Yikes! I went to look at my blog (is that narcissistic?) and discovered that I fell of the face of th earth! Well, almost . . . I just haven't posted an entry in so long that there was nothing current to read.
Why? You KNOW the answer to this question! I'm meeting myself around corners. I'm at panic stage because many of my Christmas gifts need to be ordered and then they need to be mailed. I'm just about out of time. I have cookies to bake, decorating to do - still, cards to write and this is a busy time of year for my job. We won't even be home for Christmas!
When will I blog??!! I value your opinion and while I may not return comments, PLEASE tell me how to make this season sane????

Are you kidding? There is no way to make this season sane--short of "opting out", that is. Which I highly recommend!!
One of the best decisions I made when HH and I split up (1977) was to call off having anything to do with the year-end holidays. Gifting may be done at any time during the year--for any occasion, or no occasion at all. I did not even send cards out--not even to my parents. Everyone took it in good grace, and I maintained that stance pretty much until HH and I re-married (1988). It certainly helped my mental health status!
Cop Car - Two years ago, I went back to school to earn an administrative license - something I swore I wouldn't do. Not only was I in school, but some genius decided that I needed to be on the fast track and designed my program to be completed in 16 months instead of 24 months. Christmas? What holiday? Didn't even notice it go by. I didn't send out cards last year. Someone else wrote the annual letter. I went with the family to pick out the Christmas tree but didn't put one single ornament or light on it. I didn't bake any cookies - my daughters did that. I told my husband who has never participated in the process of determining what to give or the process of buying and wrapping that if he wanted to see anything under the tree for anyone, he was in charge. It was dismal. I hated it and vowed that I would do Christmas differently this year.

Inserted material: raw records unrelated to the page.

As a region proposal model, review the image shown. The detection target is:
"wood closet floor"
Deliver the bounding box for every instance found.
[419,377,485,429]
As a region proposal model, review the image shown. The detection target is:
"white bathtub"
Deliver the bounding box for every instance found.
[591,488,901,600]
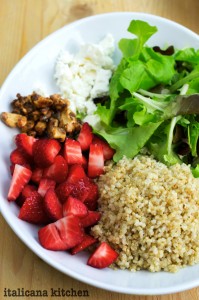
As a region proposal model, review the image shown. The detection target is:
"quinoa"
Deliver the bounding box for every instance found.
[92,155,199,272]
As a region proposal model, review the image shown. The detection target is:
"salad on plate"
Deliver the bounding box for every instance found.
[1,20,199,271]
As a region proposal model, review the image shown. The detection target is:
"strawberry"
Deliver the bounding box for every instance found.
[38,178,56,197]
[16,184,37,207]
[67,164,86,183]
[31,168,43,184]
[77,122,93,151]
[19,191,49,224]
[82,155,88,172]
[10,164,14,176]
[8,164,32,201]
[43,155,68,183]
[15,133,36,157]
[55,181,74,203]
[38,223,66,251]
[81,210,101,227]
[64,138,83,164]
[63,196,88,218]
[10,148,30,169]
[92,135,115,160]
[55,215,84,249]
[70,177,90,202]
[84,180,99,210]
[33,139,61,168]
[87,242,118,269]
[44,188,63,221]
[88,144,104,178]
[71,234,97,255]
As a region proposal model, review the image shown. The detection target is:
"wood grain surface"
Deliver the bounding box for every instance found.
[0,0,199,300]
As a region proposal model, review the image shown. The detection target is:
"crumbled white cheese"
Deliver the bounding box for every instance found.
[55,34,115,115]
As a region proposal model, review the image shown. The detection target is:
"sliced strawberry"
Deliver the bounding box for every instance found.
[8,164,32,201]
[19,191,49,224]
[63,196,88,218]
[15,133,36,157]
[43,155,68,183]
[55,215,84,249]
[16,184,37,207]
[82,155,88,172]
[38,178,56,197]
[70,177,90,202]
[92,135,115,160]
[55,181,74,203]
[38,223,66,251]
[77,123,93,151]
[67,164,86,183]
[44,188,63,221]
[87,242,118,269]
[81,210,101,227]
[31,168,43,184]
[84,180,99,210]
[71,234,97,255]
[10,148,30,169]
[64,138,83,164]
[88,144,104,178]
[10,164,14,176]
[33,139,61,168]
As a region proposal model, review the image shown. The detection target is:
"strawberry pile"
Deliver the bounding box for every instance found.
[7,123,118,268]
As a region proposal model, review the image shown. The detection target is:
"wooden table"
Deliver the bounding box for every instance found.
[0,0,199,300]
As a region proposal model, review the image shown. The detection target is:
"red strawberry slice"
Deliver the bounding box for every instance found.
[77,123,93,151]
[55,215,84,249]
[55,181,74,203]
[10,164,14,176]
[67,164,86,183]
[70,177,90,202]
[19,191,49,224]
[43,155,68,183]
[64,138,83,164]
[38,178,56,197]
[82,155,88,172]
[38,223,66,251]
[44,188,63,221]
[31,168,43,184]
[16,184,37,207]
[92,135,115,160]
[71,234,97,255]
[15,133,36,156]
[84,180,99,210]
[33,139,61,168]
[87,242,118,269]
[88,144,104,178]
[81,210,101,227]
[63,196,88,218]
[10,148,30,169]
[8,164,32,201]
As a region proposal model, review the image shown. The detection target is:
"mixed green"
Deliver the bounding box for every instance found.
[92,20,199,176]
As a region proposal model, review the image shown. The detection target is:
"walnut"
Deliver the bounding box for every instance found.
[1,112,27,128]
[1,92,81,141]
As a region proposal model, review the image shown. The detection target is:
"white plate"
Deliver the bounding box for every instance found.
[0,12,199,295]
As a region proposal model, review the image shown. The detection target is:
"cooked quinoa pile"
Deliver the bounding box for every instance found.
[92,156,199,272]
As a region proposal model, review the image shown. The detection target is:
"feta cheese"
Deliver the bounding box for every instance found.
[54,34,115,118]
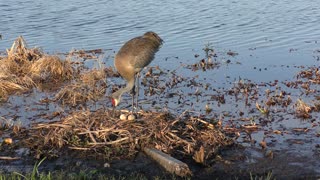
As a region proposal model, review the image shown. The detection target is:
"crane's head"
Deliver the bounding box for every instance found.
[143,31,163,45]
[111,97,120,107]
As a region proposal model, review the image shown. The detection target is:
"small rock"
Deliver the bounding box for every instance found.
[4,138,13,144]
[120,114,127,120]
[103,163,111,168]
[128,114,136,121]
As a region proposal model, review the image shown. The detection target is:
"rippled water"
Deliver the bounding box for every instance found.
[0,0,320,176]
[0,0,320,66]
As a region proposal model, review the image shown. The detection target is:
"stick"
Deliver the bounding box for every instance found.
[143,148,192,177]
[0,156,20,160]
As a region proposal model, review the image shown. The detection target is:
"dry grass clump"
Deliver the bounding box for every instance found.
[27,110,233,163]
[30,55,73,82]
[7,36,44,62]
[54,70,107,107]
[0,36,73,101]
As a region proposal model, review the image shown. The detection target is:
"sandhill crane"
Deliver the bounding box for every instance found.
[111,31,163,112]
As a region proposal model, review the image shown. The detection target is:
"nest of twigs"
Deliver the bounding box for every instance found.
[27,110,233,163]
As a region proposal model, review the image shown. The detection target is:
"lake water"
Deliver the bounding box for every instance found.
[0,0,320,69]
[0,0,320,176]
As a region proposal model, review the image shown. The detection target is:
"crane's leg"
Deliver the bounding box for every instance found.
[131,85,136,113]
[136,72,140,109]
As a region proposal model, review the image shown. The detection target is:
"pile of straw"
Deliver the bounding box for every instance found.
[28,110,233,163]
[0,36,74,102]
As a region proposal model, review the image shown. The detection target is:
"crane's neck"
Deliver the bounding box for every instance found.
[111,78,135,106]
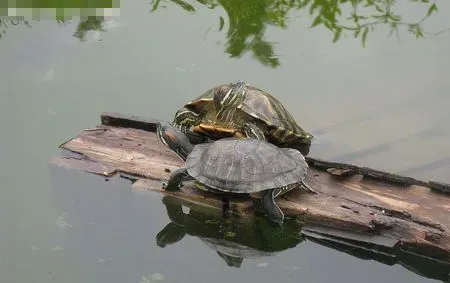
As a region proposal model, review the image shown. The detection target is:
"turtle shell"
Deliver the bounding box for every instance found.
[178,81,313,146]
[186,138,308,193]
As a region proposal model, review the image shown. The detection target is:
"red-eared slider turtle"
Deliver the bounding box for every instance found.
[172,81,313,148]
[157,122,315,223]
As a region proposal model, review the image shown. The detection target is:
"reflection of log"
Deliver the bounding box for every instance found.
[48,114,450,262]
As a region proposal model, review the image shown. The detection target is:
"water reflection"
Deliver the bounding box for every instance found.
[156,195,450,281]
[156,196,304,268]
[0,16,106,41]
[151,0,446,67]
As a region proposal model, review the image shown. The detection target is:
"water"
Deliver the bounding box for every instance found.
[0,1,450,282]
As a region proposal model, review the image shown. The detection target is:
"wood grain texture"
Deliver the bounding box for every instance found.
[51,112,450,261]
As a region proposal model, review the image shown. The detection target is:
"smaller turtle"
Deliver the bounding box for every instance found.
[157,122,316,224]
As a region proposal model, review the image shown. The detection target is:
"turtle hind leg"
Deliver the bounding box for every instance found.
[261,190,284,224]
[242,123,267,141]
[163,168,194,191]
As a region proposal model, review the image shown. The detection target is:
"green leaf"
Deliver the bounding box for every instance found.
[427,3,438,17]
[219,16,225,31]
[311,15,322,27]
[333,28,342,43]
[361,27,369,48]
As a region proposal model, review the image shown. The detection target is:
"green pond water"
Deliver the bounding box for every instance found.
[0,0,450,283]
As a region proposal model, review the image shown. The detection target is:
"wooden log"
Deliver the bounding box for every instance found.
[51,114,450,262]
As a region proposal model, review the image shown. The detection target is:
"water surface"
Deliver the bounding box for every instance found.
[0,0,450,282]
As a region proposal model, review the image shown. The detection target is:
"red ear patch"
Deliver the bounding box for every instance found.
[165,132,177,142]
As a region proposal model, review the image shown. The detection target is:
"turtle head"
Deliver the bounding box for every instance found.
[156,121,194,161]
[214,81,247,120]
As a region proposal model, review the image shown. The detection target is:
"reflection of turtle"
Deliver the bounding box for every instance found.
[173,81,313,154]
[156,195,304,268]
[157,122,315,223]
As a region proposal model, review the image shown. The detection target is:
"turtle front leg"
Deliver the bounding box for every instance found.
[242,123,267,141]
[163,168,194,192]
[261,189,284,224]
[299,180,317,194]
[172,107,201,133]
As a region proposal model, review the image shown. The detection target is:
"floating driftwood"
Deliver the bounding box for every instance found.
[51,113,450,264]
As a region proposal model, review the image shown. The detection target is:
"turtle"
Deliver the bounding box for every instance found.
[157,121,316,224]
[172,80,313,151]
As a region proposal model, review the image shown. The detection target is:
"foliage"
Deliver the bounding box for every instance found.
[151,0,438,67]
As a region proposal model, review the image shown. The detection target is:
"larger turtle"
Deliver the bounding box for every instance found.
[172,81,313,148]
[157,122,315,223]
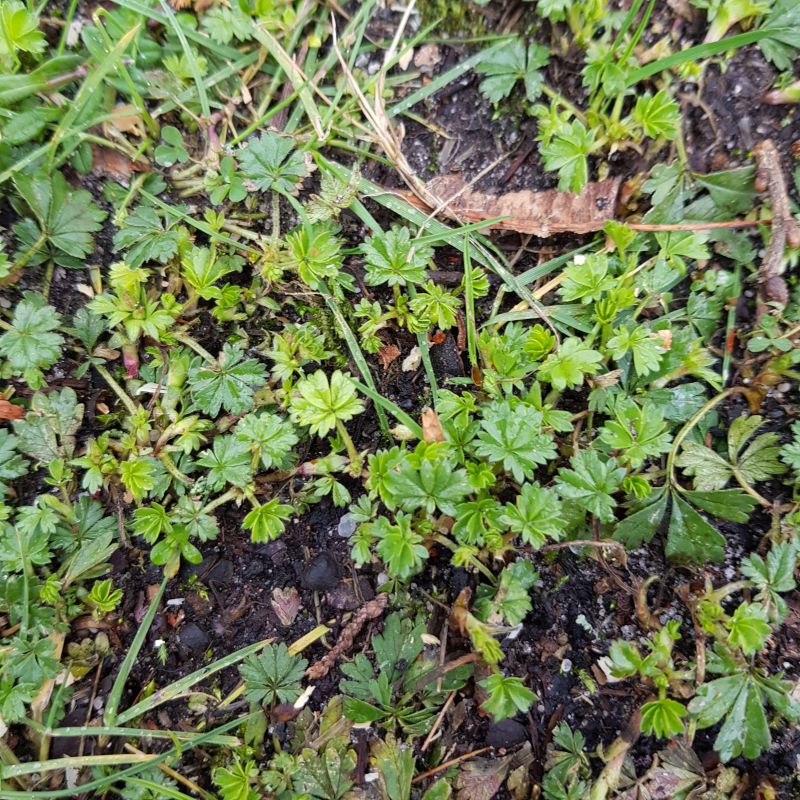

Unfortunately, I haven't. I've come to hate December. Ho, ho, ho.
I know that you're right. I gotta cut something out - a lot of somethings. I have two teenagers. I need to be a model of how to "keep Christ in Christmas"; a model of how to celebrate without maxing out credit cards; a model of how not to hate the holidays because one is so trapped in all the doing. It would make sense to enlist their help and to ask their opinion. Some day.
I hope that "someday" will be soon, because your girls are growing up!
I planned to blog about it, but I'll give you the short version here. We're skipping the live Christmas tree in the living room this year. I have fake trees in other parts of the house, and I have stockings and a wreath, and poinsettias and garland up...but we finally decided enough is enough.
I wrap a few presents every day, and I'm just getting started on cookies this week. Our personal Christmas will be much simpler.
We've tried to make sure that everyone who provides services for us during the year is remembered, and that's been the most satisfying aspect of the last month, for me.